À Angers (Maine et Loire), un patient a été opéré d’une tumeur au cerveau éveillé et équipé de lunettes de réalité virtuelle. Ce dernier a pu grâce à celles-ci communiquer avec l’équipe médicale de façon à guider le neurochirurgien pendant l’opération. Cette initiative hors du commun utilisant la réalité virtuelle directement dans le bloc opératoire est une première mondiale. En pratique, le patient a été opéré sous anesthésie locale et portait un casque de réalité virtuelle. Compte tenu de l’emplacement risqué de la tumeur cancéreuse, le dispositif a permis de s’assurer que l’opération n’affecterait pas le langage ou la vision du patient, et ce, d’autant plus que celui-ci avait déjà précédemment perdu un œil.
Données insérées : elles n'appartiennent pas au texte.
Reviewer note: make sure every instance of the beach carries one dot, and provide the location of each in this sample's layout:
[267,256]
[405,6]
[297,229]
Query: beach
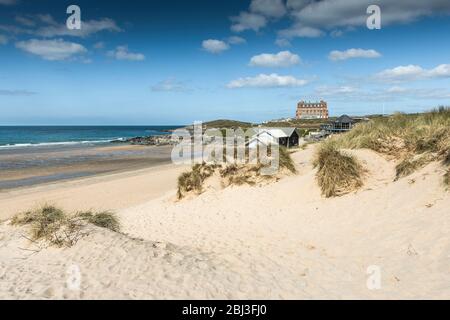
[281,240]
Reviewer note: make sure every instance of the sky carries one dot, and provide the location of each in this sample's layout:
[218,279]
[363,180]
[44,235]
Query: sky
[174,62]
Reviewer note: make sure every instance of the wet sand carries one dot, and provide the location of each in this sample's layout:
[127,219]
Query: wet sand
[35,166]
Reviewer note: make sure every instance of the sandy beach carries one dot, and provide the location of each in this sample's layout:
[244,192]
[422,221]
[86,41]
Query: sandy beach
[278,241]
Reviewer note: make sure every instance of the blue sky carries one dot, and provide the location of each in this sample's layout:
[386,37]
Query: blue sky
[160,62]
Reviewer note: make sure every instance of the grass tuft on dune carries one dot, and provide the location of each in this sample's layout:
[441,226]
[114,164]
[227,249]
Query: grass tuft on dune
[55,226]
[230,174]
[404,137]
[338,173]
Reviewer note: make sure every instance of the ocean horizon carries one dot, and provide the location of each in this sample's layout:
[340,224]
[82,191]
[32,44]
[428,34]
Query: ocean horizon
[32,136]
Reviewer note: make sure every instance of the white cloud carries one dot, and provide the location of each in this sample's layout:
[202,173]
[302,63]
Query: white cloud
[314,18]
[51,49]
[26,21]
[169,85]
[353,53]
[267,81]
[236,40]
[301,31]
[248,21]
[268,8]
[335,90]
[122,53]
[396,89]
[99,45]
[329,14]
[280,59]
[215,46]
[408,72]
[283,43]
[414,72]
[87,28]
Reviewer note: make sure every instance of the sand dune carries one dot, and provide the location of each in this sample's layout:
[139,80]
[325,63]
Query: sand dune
[278,241]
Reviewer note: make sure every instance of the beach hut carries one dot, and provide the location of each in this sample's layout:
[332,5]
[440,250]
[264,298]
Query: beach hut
[342,124]
[287,137]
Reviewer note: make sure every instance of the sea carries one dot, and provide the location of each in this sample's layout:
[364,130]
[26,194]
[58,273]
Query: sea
[33,155]
[36,136]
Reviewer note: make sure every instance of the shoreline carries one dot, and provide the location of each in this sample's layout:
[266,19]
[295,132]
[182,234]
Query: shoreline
[104,191]
[27,168]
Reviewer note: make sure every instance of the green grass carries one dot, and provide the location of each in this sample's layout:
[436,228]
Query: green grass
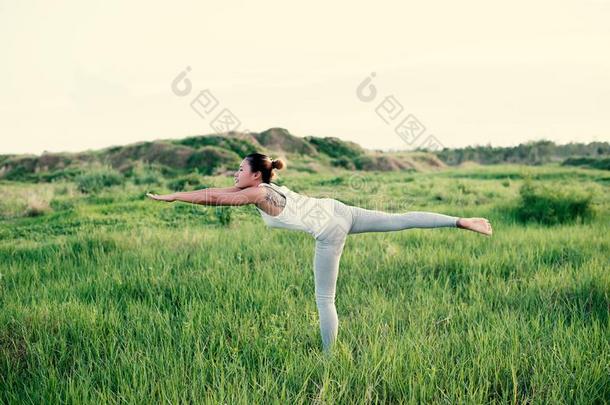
[115,298]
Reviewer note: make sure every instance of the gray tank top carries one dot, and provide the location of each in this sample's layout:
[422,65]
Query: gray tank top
[301,212]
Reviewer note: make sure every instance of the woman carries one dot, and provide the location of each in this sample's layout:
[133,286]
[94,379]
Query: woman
[328,220]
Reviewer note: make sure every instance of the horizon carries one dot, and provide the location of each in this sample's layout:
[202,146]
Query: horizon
[387,150]
[457,78]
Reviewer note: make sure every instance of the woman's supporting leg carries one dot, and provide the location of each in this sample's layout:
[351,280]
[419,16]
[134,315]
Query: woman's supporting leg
[365,220]
[326,269]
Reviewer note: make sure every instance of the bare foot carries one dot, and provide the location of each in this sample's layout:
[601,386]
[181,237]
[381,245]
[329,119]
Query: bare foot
[480,225]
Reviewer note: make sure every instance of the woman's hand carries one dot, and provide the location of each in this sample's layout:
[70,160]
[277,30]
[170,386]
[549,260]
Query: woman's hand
[166,197]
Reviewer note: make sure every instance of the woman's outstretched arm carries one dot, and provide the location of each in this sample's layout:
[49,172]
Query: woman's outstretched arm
[210,196]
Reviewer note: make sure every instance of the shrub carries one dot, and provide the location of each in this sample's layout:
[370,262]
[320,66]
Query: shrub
[552,205]
[190,181]
[37,207]
[97,179]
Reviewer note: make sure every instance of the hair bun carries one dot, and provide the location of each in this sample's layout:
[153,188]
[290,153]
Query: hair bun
[277,164]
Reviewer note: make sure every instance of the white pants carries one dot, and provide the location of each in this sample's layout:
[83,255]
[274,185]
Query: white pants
[347,220]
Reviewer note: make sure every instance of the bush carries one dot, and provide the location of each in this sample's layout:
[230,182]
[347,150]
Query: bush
[602,163]
[343,162]
[37,207]
[552,205]
[97,179]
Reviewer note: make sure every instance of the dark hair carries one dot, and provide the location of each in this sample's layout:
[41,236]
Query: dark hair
[265,165]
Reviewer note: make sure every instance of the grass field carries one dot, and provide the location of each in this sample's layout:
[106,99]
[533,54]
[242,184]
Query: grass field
[114,298]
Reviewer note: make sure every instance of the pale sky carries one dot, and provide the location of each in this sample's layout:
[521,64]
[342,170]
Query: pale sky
[80,75]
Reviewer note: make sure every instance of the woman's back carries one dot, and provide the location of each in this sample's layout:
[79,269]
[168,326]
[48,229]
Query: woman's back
[295,211]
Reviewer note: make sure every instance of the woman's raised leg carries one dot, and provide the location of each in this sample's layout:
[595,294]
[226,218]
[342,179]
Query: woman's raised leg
[365,220]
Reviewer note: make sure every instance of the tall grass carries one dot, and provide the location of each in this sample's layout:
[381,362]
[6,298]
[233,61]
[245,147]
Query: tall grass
[125,300]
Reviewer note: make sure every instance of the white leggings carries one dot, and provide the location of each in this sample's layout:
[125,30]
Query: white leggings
[347,220]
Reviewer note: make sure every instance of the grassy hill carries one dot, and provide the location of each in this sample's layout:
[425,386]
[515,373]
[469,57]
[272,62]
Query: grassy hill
[107,296]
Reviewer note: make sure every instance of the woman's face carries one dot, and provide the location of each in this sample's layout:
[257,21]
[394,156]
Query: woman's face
[244,177]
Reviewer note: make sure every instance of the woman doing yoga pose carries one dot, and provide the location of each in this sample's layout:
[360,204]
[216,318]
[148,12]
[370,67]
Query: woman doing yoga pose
[328,220]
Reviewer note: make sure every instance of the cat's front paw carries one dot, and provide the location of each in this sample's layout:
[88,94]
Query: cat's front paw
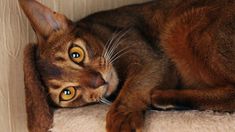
[119,119]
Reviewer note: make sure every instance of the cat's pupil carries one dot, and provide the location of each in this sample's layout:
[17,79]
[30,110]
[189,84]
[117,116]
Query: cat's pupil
[75,55]
[67,92]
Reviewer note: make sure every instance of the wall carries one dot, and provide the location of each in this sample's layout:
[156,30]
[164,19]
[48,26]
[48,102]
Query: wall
[15,33]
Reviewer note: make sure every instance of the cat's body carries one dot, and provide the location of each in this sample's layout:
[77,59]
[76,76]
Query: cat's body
[160,54]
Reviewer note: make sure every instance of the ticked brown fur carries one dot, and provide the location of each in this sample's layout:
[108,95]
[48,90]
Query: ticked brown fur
[181,54]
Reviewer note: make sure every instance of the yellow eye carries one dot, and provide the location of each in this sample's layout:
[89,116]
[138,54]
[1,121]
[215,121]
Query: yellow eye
[76,54]
[67,93]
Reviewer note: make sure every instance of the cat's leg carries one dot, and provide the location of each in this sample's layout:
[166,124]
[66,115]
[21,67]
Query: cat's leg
[221,98]
[39,114]
[126,114]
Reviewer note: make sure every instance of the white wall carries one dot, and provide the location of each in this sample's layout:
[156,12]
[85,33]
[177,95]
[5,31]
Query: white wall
[15,33]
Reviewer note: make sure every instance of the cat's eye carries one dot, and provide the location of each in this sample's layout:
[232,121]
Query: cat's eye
[67,93]
[76,54]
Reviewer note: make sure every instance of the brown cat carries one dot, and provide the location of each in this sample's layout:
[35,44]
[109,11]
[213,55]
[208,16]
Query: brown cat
[157,54]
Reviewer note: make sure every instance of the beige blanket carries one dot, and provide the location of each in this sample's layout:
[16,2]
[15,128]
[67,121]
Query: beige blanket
[92,119]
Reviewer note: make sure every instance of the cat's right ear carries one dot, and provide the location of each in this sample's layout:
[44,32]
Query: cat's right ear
[43,20]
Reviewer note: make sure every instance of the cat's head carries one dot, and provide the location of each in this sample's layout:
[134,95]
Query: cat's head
[72,62]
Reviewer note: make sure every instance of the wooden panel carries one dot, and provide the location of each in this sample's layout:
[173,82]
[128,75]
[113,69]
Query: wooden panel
[15,33]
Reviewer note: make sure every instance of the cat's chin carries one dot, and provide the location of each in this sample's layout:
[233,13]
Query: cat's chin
[111,79]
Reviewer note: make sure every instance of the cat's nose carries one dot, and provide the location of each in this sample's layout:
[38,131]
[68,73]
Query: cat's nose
[98,81]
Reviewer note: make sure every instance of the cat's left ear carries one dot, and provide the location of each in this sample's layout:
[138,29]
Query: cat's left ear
[43,20]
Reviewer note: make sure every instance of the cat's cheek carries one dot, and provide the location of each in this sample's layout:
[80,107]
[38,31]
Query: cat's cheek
[112,82]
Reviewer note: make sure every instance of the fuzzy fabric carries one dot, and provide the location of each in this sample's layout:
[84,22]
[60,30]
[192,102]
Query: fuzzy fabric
[92,119]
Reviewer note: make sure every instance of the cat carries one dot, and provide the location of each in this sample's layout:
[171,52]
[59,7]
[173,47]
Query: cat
[160,54]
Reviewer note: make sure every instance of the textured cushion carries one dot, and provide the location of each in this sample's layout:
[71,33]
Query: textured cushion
[92,119]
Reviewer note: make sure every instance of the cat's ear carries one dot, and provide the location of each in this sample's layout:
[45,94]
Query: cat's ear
[43,20]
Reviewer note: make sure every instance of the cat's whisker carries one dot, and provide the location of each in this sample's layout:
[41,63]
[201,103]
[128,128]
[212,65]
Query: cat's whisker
[118,57]
[117,54]
[109,42]
[118,41]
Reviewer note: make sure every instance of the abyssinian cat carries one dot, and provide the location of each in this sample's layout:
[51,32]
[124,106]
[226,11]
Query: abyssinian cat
[160,54]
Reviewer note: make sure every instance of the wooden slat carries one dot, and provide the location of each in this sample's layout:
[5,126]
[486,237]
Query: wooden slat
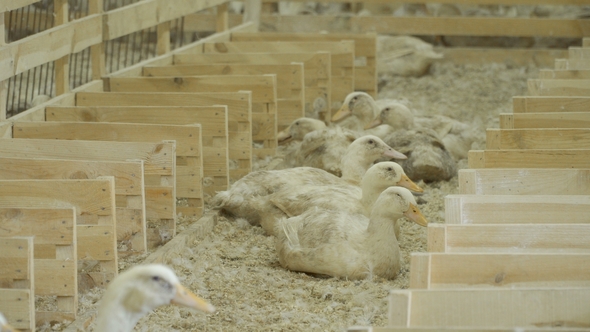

Le neurochirurgien du CHU d’Angers, Philippe Menei, estime que la réalité virtuelle pourrait à l’avenir permettre de mener des interventions jusqu’à présent impossibles, à l’instar de l’ablation de tumeurs cérébrales situées dans des endroits sensibles du cerveau. Dans le détail, le patient a pu par l’intermédiaire de son casque de réalité virtuelle s’assurer que sa vision était toujours optimale, le tout grâce à un signal lumineux. Une manière pour le neurochirurgien de faire preuve de davantage de précision, et de vérifier qu’il ne porte pas atteinte à la vision du patient en enlevant trop de matière cérébrale, comme l’indique Evelyne Klinger, la directrice de recherche de l’ESIEA, l’école d’ingénieur ayant mis au point le programme. À noter que trois semaines ont passé depuis l’opération, et le patient se porte bien.

 

La réalité virtuelle bientôt étendue à d'autres hôpitaux ?

Si la chirurgie éveillée est de rigueur depuis les années 2000, la réalité virtuelle n’avait jusqu’alors jamais été introduite. Nul doute que cette technique pourrait à l’avenir faire des émules dans d’autres hôpitaux et ainsi profiter à d’autres patients.